6. The points for decision are, whether the gifts to the children of Mrs. Bartlett and John Ballin were vested or contingent upon their attaining twenty-one; and in the latter case, who is entitled to the rents and profits in the meantime.

7. A number of cases were referred to, in which words apparently importing a contingency have been held not to prevent the vesting of the estate; cases of gifts to a class of persons 'on their attaining twenty-one,'or' when they shall attain twenty-one,'or' if they shall attain 21,' in which, by reason of the context, the words, apparently of contingency, have been held only to apply to the period of enjoyment, not to the vesting, or else to create a condition subsequent, divesting the estate if the age be not reached. The earliest of these was Boraston's case (3 Rep., 19). Among the latest are Andrew v. Andrew (L. R., 1 Ch. D., 410, and Muskett v, Eaton (L. R., 1 Ch. Div. 435).

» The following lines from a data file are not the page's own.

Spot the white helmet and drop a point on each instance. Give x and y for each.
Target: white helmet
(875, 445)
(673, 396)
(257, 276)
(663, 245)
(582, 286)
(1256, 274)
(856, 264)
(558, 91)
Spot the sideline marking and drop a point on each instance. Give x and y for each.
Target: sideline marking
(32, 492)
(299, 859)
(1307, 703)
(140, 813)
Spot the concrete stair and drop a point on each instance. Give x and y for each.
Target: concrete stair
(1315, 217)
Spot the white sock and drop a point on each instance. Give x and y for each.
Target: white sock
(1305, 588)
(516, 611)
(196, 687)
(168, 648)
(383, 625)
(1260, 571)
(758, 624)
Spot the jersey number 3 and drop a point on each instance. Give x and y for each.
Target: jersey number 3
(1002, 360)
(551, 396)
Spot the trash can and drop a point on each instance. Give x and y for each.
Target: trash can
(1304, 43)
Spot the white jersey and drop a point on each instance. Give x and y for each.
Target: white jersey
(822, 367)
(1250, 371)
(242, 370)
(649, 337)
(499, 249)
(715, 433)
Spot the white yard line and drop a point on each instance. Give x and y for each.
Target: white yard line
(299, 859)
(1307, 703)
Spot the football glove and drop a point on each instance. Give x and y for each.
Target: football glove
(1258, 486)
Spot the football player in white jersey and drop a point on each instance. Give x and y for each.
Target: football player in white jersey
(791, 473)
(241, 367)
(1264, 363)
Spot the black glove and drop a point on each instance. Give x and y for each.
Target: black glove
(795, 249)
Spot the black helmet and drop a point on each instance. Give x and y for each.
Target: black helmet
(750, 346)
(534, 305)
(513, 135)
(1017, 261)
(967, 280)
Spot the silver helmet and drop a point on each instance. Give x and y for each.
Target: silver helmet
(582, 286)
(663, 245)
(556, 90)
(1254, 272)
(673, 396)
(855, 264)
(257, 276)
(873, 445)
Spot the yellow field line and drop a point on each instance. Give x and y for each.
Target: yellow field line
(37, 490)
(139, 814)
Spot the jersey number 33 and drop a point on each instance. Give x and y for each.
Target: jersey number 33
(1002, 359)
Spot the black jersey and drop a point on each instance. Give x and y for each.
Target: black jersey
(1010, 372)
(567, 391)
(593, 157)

8. On the other hand, a series of cases have decided that where the words of contingency form part of the description of the class of persons to take, where, as in this case, the gift is to those 'who shall attain the age of twenty-one,' the words must receive their natural construction, and no estate vests in any one till he attains the prescribed age. Of this class of cases, Festing v. Allen (5 Hare, 573) and Bull v. Pritchard (5 Hare, 567), are leading cases. It is true that in Browne v. Browne (3 Sm. and G., 568), Stuart, V. C, refused to follow Festing v. Allen (5 Hare, 573) ; and in Jull v. Jacobs (L. R., 3 Ch. D. 703), Malins, V. C., expresses disapproval of the same case. I think it clear, however, upon all the authorities, that in such cases there must, at any rate, be something, in the context pointing to a different construction, or something in the will inconsistent with the literal construction, to justify a Court in adopting any but the literal construction. This seems to be the view taken by Lord Hatherley in interpreting analogous words in Williams v. Haythorne (L. R., 6 Ch., 782). In the present case, looking only at the actual devise in question, that to the children of Mrs. Bartlett and of John Ballin, there is no gift over, and nothing in the context which can in any way control the natural meaning of the words of contingency.

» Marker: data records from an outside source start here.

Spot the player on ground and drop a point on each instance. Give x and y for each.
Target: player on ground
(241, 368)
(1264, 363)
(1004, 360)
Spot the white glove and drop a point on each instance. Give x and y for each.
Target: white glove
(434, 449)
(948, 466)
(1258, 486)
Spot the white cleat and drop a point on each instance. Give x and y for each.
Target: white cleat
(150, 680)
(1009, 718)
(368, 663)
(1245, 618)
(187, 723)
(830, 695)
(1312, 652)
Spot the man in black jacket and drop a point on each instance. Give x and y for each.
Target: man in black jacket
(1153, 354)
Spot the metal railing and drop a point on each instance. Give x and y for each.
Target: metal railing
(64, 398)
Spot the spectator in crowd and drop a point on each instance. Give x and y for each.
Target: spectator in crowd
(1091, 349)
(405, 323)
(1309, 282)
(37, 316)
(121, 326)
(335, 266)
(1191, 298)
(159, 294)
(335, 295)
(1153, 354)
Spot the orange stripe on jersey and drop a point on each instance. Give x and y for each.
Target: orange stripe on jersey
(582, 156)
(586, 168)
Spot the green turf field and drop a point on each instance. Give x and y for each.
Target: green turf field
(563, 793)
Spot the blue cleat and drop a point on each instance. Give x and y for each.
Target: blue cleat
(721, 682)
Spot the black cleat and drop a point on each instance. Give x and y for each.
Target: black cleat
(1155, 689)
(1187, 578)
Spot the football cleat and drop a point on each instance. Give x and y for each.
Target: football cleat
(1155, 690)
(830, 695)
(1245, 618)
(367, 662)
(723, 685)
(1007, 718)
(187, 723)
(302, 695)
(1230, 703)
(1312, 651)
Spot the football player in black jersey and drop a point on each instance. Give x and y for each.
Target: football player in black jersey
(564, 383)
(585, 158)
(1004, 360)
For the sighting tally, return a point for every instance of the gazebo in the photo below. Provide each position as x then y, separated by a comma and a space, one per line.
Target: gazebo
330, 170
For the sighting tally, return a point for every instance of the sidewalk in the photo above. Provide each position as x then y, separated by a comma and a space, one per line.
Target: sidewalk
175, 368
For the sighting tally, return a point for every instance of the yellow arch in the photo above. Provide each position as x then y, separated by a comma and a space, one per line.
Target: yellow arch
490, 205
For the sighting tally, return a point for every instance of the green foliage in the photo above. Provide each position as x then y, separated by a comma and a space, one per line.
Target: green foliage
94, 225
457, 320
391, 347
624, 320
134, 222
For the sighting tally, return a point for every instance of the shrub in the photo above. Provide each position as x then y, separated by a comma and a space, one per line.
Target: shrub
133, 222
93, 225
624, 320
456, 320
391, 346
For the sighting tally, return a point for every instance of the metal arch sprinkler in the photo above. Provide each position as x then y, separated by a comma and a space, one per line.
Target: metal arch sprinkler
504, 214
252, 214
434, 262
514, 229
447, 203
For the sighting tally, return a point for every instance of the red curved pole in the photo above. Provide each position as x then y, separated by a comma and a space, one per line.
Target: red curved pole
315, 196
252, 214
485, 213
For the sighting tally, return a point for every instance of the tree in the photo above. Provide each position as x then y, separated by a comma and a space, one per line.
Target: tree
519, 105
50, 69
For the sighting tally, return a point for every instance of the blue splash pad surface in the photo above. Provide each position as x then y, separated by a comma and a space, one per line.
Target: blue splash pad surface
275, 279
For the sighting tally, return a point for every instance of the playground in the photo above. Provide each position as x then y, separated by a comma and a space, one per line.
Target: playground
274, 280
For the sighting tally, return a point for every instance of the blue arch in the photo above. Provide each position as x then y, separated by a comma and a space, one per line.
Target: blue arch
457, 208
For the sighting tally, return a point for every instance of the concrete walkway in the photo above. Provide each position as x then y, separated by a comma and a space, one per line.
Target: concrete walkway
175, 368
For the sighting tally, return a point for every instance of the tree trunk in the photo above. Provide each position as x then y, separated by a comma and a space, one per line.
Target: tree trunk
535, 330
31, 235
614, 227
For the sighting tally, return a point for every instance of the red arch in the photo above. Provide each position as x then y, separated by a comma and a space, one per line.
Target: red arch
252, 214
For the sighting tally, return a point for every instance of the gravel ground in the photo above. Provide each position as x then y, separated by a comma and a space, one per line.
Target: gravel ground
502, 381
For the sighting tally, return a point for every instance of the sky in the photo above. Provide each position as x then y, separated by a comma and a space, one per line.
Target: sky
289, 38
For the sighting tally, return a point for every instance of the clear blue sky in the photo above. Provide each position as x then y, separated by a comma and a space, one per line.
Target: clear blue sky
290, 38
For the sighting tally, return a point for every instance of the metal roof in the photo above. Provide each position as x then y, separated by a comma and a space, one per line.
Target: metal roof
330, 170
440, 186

9. The only doubt I felt during the argument arose in this way. The prior gift to the children of Mary Margaret Ballin is in the same terms. And in the case of that devise there is a gift which, it was argued on the authority Browne v. Browne (3 Sm. and G., 568), is sufficient to vest the prior gift. And it was argued that the testatrix, using the same words twice in her will, must be presumed to use them in the same sense. I do not think this reasoning sound. If words acquire a special meaning by reason of their context, I do not think that meaning can safely be given them when used in a different context. Moreover, in my judgment the foundation of the reasoning fails. For I think the weight of authority is strongly in favour of the proposition, that in the case of words of contingency occurring in the description of the persons to take, a mere gift over is not sufficient to change their meaning.

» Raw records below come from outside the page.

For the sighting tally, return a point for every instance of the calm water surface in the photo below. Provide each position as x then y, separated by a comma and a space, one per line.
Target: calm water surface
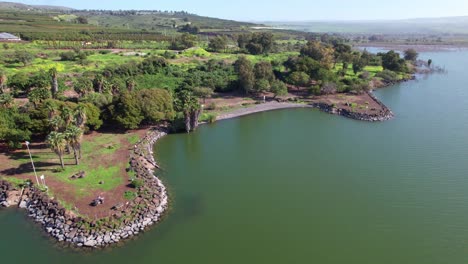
300, 186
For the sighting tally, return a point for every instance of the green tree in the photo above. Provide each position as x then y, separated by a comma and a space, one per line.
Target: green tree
279, 88
392, 61
74, 137
67, 116
3, 81
264, 70
188, 104
127, 111
54, 82
411, 55
245, 71
24, 57
184, 41
262, 85
358, 64
80, 116
260, 43
319, 52
57, 144
83, 86
156, 105
14, 126
218, 43
299, 78
39, 95
203, 92
19, 82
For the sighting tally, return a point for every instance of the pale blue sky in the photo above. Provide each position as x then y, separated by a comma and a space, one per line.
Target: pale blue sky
290, 10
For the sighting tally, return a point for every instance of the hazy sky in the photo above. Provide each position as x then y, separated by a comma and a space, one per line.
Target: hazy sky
284, 9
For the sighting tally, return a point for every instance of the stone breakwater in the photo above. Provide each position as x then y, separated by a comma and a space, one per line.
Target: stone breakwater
383, 115
127, 220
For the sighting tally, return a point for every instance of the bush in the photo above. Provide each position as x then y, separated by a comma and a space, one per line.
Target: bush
212, 118
137, 183
129, 195
211, 106
67, 56
364, 75
387, 76
103, 52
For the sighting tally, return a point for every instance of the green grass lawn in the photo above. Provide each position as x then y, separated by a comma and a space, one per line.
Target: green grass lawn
98, 175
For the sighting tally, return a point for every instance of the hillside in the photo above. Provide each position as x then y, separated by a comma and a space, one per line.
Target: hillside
23, 7
40, 22
447, 25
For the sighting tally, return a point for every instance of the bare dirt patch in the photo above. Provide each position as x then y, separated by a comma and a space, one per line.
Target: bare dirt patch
16, 164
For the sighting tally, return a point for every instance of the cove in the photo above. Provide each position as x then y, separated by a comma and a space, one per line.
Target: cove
301, 186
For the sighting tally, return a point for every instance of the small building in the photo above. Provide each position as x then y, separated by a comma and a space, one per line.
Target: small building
8, 37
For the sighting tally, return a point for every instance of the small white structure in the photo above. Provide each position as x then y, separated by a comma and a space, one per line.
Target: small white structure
8, 37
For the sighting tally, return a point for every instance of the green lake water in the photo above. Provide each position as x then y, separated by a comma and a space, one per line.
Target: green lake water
301, 186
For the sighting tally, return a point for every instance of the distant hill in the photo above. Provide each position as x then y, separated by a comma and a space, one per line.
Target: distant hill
23, 7
444, 25
35, 19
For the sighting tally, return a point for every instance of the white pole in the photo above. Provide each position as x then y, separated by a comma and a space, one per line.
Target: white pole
34, 168
43, 181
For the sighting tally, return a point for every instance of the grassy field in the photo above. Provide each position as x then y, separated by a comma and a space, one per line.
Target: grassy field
100, 156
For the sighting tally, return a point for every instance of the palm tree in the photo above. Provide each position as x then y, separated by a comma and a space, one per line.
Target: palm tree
131, 84
99, 83
80, 116
188, 104
51, 108
58, 144
6, 100
54, 82
3, 81
74, 136
56, 123
67, 116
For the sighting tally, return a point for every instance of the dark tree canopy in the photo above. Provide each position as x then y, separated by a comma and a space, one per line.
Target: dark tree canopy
392, 61
411, 55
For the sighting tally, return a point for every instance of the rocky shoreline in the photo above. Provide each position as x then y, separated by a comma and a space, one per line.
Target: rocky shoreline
127, 220
384, 115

10. I hold, therefore, that the gift to the children of Mrs. Bartlett and John Ballin was contingent, and that no son takes any interest till he attains twenty-one, and no daughter till she attains that age or marries. That being so, it is clear that, after the death of Mary Margaret Ballin, and so long as no child had reached twenty-one and no daughter was married, the rents and profits of the house in question belonged to the heir-at-law by reason of intestacy. The rule is clearly laid down by the House of Lords in Countess of Bective v. Hodgson (10 H. L. C, 656). Upon Mr. Bartlett's daughter marrying, she became entitled to the rents. On the son attaining twenty-one, he became entitled to an equal share, and each of the children of John Ballin who reaches twenty-one, or in the case of a daughter, who marries, will become entitled to share equally with those already in enjoyment.

11. The costs of all parties will come out of the estate ; and may be paid out of the estate which has been accumulated.